Comments (9)
nothing fancy. Most interesting thing to me is difference in performance between compilers and compiler options for do concurrent, select, a basic assign, ADE integers versus CHARACTER, .... some compilers that are often the fastest for numeric calculations to very poorly with I/O, is one observation. So what might seem like a great algorithm developed with one compiler can be very bad with another. For whatever reasons the one you used does not seem to be horrible with anyone I tested with, and is either at the top or near it.
wget http://urbanjost.altervista.org/REMOVE/time_case.tgz
PS: not all the compilers actually do the DO CONCURRENT in parallel at all, or require special compiler options to do so.
from stdlib.
Just looking at reasonable contenders using ifort, ifx, and gfortran with optimization on Linux upper7 (your case with int8 kind) was a clear winner for consistency and performance. Although several others outperformed it on compiler or in some cases (very long strings, string needing no change, string needing all characters changed) it is a clear winner with the ones tested.

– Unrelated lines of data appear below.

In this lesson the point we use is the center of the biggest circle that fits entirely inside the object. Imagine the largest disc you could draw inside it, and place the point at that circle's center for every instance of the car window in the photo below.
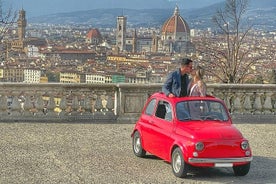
(201, 110)
(164, 110)
(150, 107)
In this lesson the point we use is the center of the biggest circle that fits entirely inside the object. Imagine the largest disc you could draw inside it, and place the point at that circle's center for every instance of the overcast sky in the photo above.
(44, 7)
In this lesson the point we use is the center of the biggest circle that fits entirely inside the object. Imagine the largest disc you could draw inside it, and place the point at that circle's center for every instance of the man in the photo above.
(176, 84)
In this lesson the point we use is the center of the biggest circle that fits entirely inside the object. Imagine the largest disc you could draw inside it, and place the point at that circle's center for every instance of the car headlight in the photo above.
(199, 146)
(244, 145)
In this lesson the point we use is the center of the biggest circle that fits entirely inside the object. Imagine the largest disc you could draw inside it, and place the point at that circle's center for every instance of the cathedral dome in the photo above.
(94, 37)
(175, 24)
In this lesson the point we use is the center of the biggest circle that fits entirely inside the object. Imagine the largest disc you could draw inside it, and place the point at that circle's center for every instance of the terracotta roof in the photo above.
(175, 24)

The only one substantially beating it is if the DO CONCURRENT one is run in parallel with strings much longer than typical text lines. Since upper7 is no worse than 60 percent of the benchmark speed ( a simple assign), and is the most consistent assuming something is desired that is portable across compilers it looks good.
The rather interesting information is that what is a top performer on one compiler is many times slower with another with very short simple procedures, and that using ADE representations is usually much faster even all these years after CHARACTER variables were introduced, and some bugs encountered with arrays of function pointers across compilers that ended up making it just easier to do brute-force tests (a more sophisticated test exists but it encounters a lot of unrelated compiler issues).
It would be of particular interest to compare the stdlib version (upper10) and your proposed replacement (upper7) and see how it goes with other compilers as where the stdlib version performed very significantly worse was with ifort, which is being supplanted by ifx.
from stdlib.
Got my hands on nvfortran23 in wsl following the install from https://developer.nvidia.com/hpc-sdk-downloads and reran the benchmark. Didn't check for any special compiler directive, just used -03 as for the others. The results are in the same google spreadsheet.
Have to check what will happen if I offload the computation to the GPU... And I think the do concurrent implementation can be modified.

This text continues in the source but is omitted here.